C'est pourquoi j'aimerais connaître la vision des choses des personnes s'étant automutilés afin de m'expliquer et de répondre aux questions ci-dessous. :
Comment avez vous commencés l'automutilation ? Est ce venu tout seul ou est ce que vous avez appris son existence quelque part puis l'avez imité ?
Quels sensations cela procure à court terme ? Et à long terme ?
Pourquoi pratiquiez vous ça ?
Comment aider quelqu'un à sortir de l'automutilation ?
Mais pourquoi le cerveau s'automutile dans un sens purement scientifique ?
Comment êtes vous sortis de ça ?
Mes questions ont seulement pour vocation de comprendre et non pas de juger
(Je préfère dire avant)
Évidemment vous pouvez répondre à une seule question ou plusieurs de vote choix
Salut salut,
Je me posais donc plusieurs questions sur ce vaste mais sombre sujet qu'est l'automutilation.

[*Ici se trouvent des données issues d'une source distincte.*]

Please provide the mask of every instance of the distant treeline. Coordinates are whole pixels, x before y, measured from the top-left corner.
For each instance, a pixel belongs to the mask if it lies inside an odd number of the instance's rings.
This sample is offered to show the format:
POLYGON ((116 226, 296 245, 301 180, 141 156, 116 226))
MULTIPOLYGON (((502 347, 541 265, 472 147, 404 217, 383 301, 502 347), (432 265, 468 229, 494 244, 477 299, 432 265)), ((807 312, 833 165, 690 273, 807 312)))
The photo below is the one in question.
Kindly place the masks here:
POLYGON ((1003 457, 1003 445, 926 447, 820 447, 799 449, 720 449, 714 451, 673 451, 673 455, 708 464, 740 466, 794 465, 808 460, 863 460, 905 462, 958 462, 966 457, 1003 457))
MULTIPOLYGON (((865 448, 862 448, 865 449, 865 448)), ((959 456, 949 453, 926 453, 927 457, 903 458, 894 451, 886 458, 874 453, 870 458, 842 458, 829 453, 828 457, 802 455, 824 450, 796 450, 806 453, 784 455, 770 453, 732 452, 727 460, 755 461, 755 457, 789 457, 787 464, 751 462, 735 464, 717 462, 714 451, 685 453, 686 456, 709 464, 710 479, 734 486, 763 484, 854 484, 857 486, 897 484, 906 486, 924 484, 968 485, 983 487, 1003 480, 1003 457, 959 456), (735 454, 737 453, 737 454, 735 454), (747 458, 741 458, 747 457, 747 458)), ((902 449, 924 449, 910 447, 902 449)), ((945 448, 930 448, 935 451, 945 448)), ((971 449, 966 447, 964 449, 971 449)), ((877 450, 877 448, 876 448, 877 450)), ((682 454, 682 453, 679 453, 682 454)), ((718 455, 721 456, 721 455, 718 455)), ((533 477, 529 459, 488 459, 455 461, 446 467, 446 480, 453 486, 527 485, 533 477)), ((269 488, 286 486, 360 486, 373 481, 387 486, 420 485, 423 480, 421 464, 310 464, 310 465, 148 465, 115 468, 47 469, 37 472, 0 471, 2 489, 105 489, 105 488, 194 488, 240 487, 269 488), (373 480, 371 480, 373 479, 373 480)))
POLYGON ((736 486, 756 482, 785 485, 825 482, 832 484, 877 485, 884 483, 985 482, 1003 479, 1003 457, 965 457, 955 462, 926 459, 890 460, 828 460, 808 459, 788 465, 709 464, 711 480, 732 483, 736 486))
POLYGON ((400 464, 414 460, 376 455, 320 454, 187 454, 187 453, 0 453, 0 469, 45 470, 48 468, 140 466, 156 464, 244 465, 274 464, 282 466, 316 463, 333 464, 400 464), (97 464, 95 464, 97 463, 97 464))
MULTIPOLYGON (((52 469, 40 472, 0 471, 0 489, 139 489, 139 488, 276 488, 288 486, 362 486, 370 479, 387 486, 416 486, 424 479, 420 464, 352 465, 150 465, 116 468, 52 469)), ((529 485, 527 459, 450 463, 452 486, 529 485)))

C'est pourquoi j'aimerais connaître la vision des choses des personnes s'étant automutilés afin de m'expliquer et de répondre aux questions ci-dessous.
Je dirais vers mon entrée en cinquième, lorsque j’étais au plus mal. Je le faisais dans ma chambre, avec une aiguille pointue (celle de couture) puis avec un ciseau fin coupant et phase terminale : le couteau.
A cette époque j’avais vraiment envie de sauter le pas et pour m’en empêcher je me scarifiais. Je me sentais coupable mais j’ai continué comme ça longtemps pour m’empêcher de partir. Ça me ramenais un peu à la réalité d’une certaine façon.
Eh bien c’est venu tout seul, meme si en 6ème je savais qu’il était possible de se couper les veines pour se suicider. Donc je dirai que si la plupart de mes cicatrices sont sur mes bras c’est surement pour cette raison.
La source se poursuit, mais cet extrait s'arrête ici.